MACHINE LEARNING-BASED TECHNIQUE FOR SPECTRUM ALLOCATION IN 5G NETWORKS

Authors

  • Onyeka Stanislaus Ezeobi Author
  • Nwadiogo E.G Mmaduakonam, Author

Keywords:

5G Networks; Spectrum Allocation; Machine Learning; Deep Q-Network (DQN); Reinforcement Learning; Spectral Efficiency.

Abstract

The exploitative increase in mobile data traffic and the spread of connected devices has increased the pressure on effective spectrum allocation in Fifth-Generation (5G) networks. Conventional, fixed spectrum management strategies are becoming less effective in response to the very dynamic and heterogenous nature of 5G conditions, which commonly results in under-utilization of spectrum, enhanced levels of interference, and diminished quality of service.
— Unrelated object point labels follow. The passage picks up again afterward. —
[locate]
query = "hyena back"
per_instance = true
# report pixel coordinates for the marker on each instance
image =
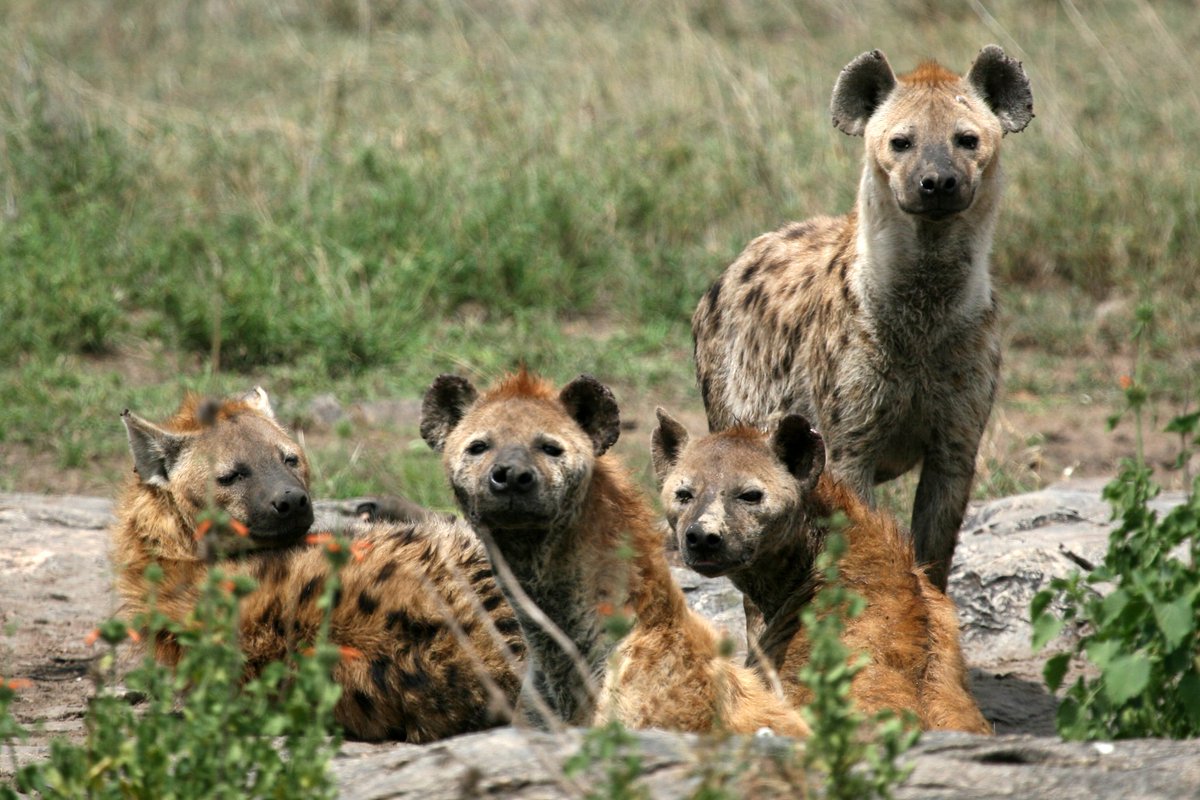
(881, 325)
(433, 647)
This study proposes a machine learning-based spectrum allocation technique using a Deep Q-Network (DQN) reinforcement learning model to address these challenges. A publicly available dataset of 5G spectrum usage on the Kaggle platform consisting of 50, 000 records was used and includes such key parameters as Signal-to-Noise Ratio (SNR), Channel State Information (CSI), User Equipment (UE) density, bandwidth usage, traffic demand, and level of interference. The DQN agent was trained to make real-time, context aware spectrum allocation decisions, depending on the current network states, where spectral efficiency, throughput, latency, interference as well as fairness index were used as a metric to assess performance. The experimental findings showed that the proposed model attained spectral efficiency of 4.85bits/s/Hz, 980 Mbps throughput on average, 11ms latency, 8.2dB interference, and a fairness index of 0.93, which was superior in all metrics compared to the traditional methods of statical allocation. These results indicate that reinforcement learning can be effectively used in dynamic spectrum management in 5G networks, which provides a scalable and adaptable solution to the improvement of network functionality and the utilization of resources in next-generation wireless networks.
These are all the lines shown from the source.